BALTIMORE (AP) — The cost of providing medical care to Maryland’s inmates could increase by 60 percent because of new, expensive treatments for AIDS and hepatitis C and the need for more staff, state officials said.

The Board of Public Works has approved an increase in spending that could push the annual health care cost for inmates to $110 million for the state’s 27,000 prisoners.

“We are required to give adequate care,” Mary Ann Saar, secretary of the Department of Public Safety and Correctional Services, told the board Wednesday.

The board consists of Gov. Robert L. Ehrlich Jr., Comptroller William Donald Schaefer and Treasurer Nancy K. Kopp.

Contracts were awarded to five for-profit companies that will run different parts of the prisons’ privatized health care system.

Last year, the state spent $68 million on inmate health care, state corrections officials said.

“It’s a shame to pay $100 million for people who go out and rape and kill…and there are [law-abiding] people who don’t have any medical care at all,” Mr. Schaefer, the former governor, said.

Correctional Medical Services Inc. (CMS) of St. Louis won the biggest contract, a two-year, $125.6 million deal that involves providing medical services to state prisons and Baltimore’s state-run jails — a total of 32 facilities.

Under a state contract signed in 2000, the company has provided comprehensive medical services to three prisons in Hagerstown.

The state’s main prison health care contractor since 2000, Prison Health Services Inc. of Brentwood, Tenn., did not win any piece of the state’s business in the latest round of bidding.

CMS has operated in Maryland since 1987. It has been the target of inmate advocacy groups and unfavorable news coverage over quality of care.

“Correctional Medical Services’ history of cutting corners to maintain profits jeopardizes the lives of thousands of incarcerated people across the country,” said Elizabeth Alexander, director of the American Civil Liberties Union’s National Prison Project, in a statement opposing CMS’ selection.

CMS spokesman Ken Fields said the company, founded in the late 1970s, has a long record of satisfied customers, including the state of Missouri for the past 12 years.

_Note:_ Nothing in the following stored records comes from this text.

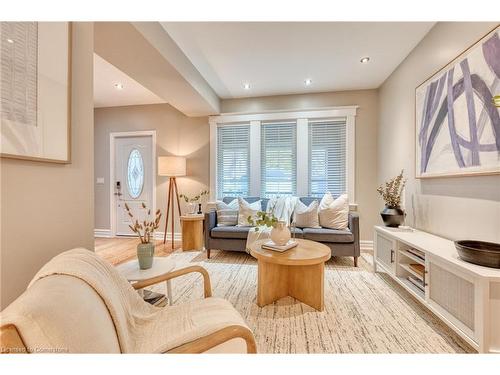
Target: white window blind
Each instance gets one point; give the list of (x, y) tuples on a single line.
[(327, 158), (278, 159), (233, 160)]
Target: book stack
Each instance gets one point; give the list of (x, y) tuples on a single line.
[(417, 253), (155, 299), (270, 245), (417, 282)]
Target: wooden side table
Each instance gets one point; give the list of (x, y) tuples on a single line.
[(192, 232)]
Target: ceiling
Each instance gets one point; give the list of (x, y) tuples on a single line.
[(106, 76), (276, 57)]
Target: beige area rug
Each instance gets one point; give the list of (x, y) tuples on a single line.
[(364, 312)]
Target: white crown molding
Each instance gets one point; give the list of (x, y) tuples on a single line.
[(106, 233)]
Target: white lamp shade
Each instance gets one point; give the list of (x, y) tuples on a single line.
[(171, 166)]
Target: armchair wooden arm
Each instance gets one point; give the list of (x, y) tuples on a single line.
[(180, 272), (208, 342)]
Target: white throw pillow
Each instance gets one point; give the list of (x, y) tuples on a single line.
[(306, 216), (334, 213), (227, 213), (246, 210)]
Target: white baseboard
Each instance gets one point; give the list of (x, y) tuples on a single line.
[(366, 245), (177, 236), (106, 233)]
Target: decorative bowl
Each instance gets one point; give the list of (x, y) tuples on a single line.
[(479, 252)]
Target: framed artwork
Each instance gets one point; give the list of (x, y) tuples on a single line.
[(456, 121), (35, 91)]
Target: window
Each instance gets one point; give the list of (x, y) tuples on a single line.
[(327, 157), (135, 173), (283, 153), (233, 160), (278, 162)]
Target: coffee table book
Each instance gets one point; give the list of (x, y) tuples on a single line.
[(270, 245)]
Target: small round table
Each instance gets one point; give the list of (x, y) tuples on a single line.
[(192, 232), (298, 272), (161, 266)]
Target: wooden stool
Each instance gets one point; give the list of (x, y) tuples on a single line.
[(192, 232)]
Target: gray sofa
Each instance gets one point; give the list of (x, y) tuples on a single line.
[(233, 238)]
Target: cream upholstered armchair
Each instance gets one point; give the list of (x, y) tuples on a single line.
[(61, 313)]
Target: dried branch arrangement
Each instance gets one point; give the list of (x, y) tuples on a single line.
[(196, 198), (145, 229), (392, 190)]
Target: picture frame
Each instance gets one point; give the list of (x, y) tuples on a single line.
[(467, 142), (35, 104)]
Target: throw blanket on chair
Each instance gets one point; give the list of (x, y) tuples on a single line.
[(282, 208), (140, 327)]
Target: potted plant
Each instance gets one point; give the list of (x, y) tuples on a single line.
[(191, 202), (280, 234), (145, 231), (391, 191)]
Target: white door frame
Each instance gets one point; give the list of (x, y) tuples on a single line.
[(112, 137)]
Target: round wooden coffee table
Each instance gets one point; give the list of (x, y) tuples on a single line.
[(298, 272)]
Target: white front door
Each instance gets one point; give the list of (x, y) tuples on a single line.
[(133, 180)]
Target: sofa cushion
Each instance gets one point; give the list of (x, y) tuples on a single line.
[(328, 235), (227, 213), (230, 232)]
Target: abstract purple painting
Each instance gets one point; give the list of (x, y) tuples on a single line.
[(457, 124)]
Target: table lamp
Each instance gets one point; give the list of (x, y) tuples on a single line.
[(172, 167)]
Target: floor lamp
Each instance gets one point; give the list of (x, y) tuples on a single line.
[(172, 167)]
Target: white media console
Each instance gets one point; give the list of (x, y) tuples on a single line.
[(463, 295)]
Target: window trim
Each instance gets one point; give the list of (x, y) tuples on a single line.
[(347, 113)]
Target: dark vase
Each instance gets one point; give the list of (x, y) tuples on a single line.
[(393, 216)]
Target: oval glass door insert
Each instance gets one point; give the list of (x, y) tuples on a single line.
[(135, 173)]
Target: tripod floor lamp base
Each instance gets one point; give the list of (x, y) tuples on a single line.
[(172, 167), (172, 186)]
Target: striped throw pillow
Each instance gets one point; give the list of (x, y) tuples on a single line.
[(227, 213), (306, 216)]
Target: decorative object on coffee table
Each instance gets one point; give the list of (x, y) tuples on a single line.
[(280, 234), (298, 272), (172, 167), (145, 231), (134, 274), (192, 232), (391, 192)]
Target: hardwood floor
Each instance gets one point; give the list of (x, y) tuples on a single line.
[(119, 250)]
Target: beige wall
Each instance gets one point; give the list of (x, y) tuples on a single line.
[(366, 138), (176, 134), (465, 207), (48, 208)]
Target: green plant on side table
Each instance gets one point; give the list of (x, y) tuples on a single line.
[(391, 192), (145, 231), (280, 234), (191, 202)]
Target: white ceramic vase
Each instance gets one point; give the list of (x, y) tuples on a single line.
[(280, 234)]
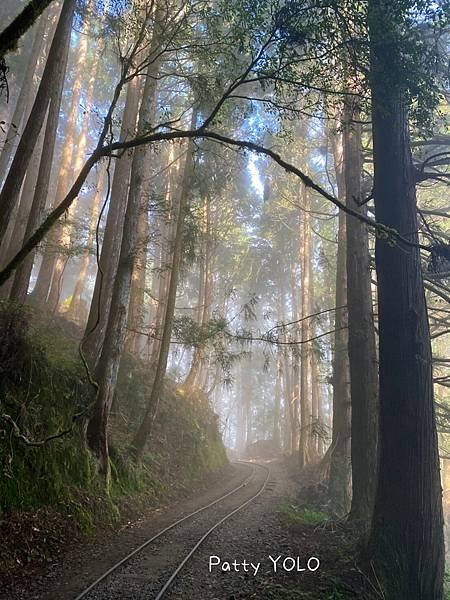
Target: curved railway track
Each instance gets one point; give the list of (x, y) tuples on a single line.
[(210, 520)]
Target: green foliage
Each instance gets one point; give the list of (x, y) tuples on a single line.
[(43, 384)]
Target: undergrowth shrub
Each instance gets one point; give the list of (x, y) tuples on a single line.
[(43, 384)]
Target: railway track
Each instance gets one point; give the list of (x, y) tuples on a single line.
[(146, 573)]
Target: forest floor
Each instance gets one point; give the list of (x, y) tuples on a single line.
[(269, 526)]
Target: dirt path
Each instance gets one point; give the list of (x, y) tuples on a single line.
[(83, 563), (252, 534)]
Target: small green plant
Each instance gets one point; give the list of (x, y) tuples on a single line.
[(303, 516)]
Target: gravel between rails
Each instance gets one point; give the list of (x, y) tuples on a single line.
[(85, 562), (144, 575)]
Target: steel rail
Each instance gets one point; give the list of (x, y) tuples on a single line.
[(172, 578), (124, 560)]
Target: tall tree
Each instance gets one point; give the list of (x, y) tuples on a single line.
[(361, 331), (54, 65), (144, 429), (406, 542), (339, 476), (108, 363)]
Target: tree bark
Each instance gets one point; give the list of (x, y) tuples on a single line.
[(23, 273), (406, 544), (143, 432), (305, 398), (108, 364), (339, 476), (48, 284), (20, 25), (109, 256), (361, 332), (75, 304), (24, 98)]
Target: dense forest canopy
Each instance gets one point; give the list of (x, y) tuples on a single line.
[(247, 199)]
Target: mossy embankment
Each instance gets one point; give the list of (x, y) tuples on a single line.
[(53, 491)]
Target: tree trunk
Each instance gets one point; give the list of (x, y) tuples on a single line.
[(109, 256), (108, 364), (19, 223), (54, 65), (155, 395), (23, 100), (305, 398), (406, 544), (361, 333), (75, 304), (339, 477), (49, 285), (23, 272), (204, 300), (276, 435), (294, 399)]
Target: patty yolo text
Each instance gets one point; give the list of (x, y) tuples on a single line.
[(274, 563)]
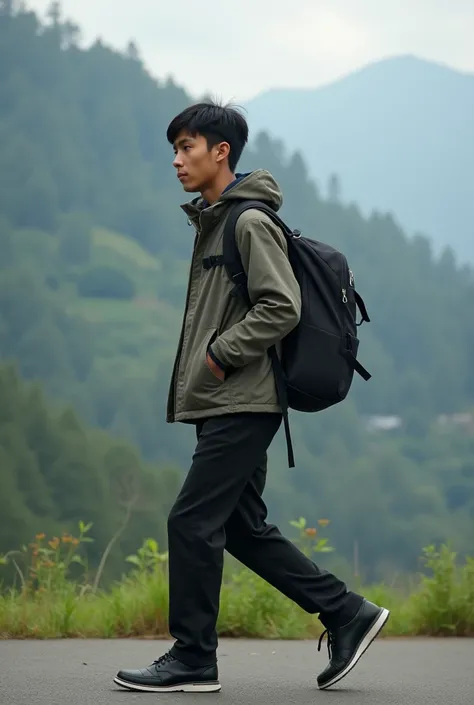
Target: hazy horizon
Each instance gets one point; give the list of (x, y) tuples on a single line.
[(295, 45)]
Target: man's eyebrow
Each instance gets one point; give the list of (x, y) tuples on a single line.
[(182, 141)]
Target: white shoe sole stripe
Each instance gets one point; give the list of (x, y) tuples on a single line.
[(363, 646), (211, 687)]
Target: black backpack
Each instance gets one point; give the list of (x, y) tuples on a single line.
[(318, 357)]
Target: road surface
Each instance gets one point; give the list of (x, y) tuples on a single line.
[(392, 672)]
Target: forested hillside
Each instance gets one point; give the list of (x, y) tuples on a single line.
[(93, 262)]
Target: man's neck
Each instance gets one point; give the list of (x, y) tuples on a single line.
[(212, 193)]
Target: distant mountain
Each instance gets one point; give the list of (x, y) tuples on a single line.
[(399, 134)]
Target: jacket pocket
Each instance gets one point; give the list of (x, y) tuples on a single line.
[(202, 389)]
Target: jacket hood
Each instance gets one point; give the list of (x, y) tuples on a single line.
[(258, 185)]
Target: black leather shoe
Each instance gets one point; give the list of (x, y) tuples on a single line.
[(168, 675), (347, 643)]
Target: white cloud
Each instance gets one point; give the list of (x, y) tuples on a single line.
[(234, 50)]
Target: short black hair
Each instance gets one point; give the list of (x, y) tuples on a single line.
[(216, 123)]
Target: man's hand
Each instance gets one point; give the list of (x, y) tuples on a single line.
[(215, 369)]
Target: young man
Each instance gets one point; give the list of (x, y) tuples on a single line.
[(223, 383)]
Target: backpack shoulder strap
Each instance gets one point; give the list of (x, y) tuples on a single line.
[(230, 251), (235, 271)]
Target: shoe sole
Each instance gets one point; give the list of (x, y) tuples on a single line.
[(210, 687), (366, 641)]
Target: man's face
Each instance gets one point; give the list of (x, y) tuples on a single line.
[(195, 164)]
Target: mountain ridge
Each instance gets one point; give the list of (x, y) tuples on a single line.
[(400, 136)]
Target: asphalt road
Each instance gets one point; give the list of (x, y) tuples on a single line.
[(392, 672)]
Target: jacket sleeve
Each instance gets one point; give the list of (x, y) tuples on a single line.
[(273, 290)]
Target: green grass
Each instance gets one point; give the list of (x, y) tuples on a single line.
[(47, 604), (115, 243)]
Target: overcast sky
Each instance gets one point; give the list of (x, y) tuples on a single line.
[(236, 49)]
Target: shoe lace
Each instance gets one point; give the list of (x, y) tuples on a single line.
[(330, 640), (166, 658)]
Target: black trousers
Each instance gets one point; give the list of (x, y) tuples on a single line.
[(220, 506)]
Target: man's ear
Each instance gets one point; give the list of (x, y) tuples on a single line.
[(222, 151)]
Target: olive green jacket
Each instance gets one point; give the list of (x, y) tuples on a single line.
[(215, 321)]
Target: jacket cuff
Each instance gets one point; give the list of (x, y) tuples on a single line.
[(215, 359)]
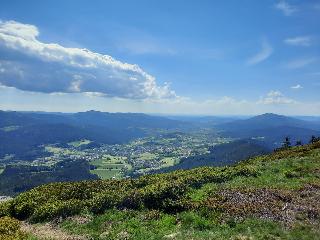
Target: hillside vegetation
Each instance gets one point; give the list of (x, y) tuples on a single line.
[(274, 196)]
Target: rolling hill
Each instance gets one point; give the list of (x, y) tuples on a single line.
[(271, 128), (274, 196), (22, 132)]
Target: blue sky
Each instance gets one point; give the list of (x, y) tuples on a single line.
[(183, 57)]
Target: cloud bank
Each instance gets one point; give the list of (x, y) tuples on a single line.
[(275, 98), (265, 52), (304, 41), (286, 8), (28, 64)]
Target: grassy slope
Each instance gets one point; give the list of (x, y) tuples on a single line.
[(269, 197)]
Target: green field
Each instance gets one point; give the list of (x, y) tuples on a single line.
[(147, 156), (109, 166), (106, 173), (168, 162), (79, 143)]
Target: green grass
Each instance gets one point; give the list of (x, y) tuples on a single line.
[(204, 203), (147, 156), (106, 173), (168, 162), (129, 224), (57, 150), (109, 166), (79, 143)]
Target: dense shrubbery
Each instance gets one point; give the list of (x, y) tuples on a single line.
[(10, 229), (161, 192)]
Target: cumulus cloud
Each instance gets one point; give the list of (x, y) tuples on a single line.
[(298, 86), (275, 98), (286, 8), (263, 54), (28, 64), (304, 41)]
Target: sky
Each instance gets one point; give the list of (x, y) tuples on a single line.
[(170, 57)]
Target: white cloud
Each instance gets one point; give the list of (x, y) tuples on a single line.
[(298, 86), (31, 65), (265, 52), (304, 41), (275, 98), (286, 8), (300, 63)]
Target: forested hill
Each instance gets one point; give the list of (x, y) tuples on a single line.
[(21, 133), (222, 155), (274, 196)]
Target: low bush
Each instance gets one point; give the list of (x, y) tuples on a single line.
[(10, 229)]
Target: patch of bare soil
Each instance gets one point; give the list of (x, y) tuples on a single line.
[(278, 205), (49, 232)]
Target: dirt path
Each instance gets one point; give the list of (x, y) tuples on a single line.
[(49, 231)]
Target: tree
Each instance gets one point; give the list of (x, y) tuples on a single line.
[(286, 143), (314, 139)]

CMS will take over a system of inmate health care that, critics say, has been underfunded since at least 2000.

Under the contract signed that year, the state essentially paid a flat monthly fee to Prison Health and CMS for medical, pharmaceutical, mental health, dental and other services. Companies were responsible for expenses that exceeded a fixed amount.

Medical expenses — at least for Prison Health — far outpaced the revenue it received through its contract with the state, particularly over the past year, Prison Health officials have said.

One reason for the expected increase in costs was new treatment for inmates who have hepatitis C, a disease that has reached epidemic proportions in many correctional systems.

Maryland must adopt federal treatment protocols for hepatitis C — a blood-borne liver disease that can be transmitted through intravenous drug use and unprotected sex.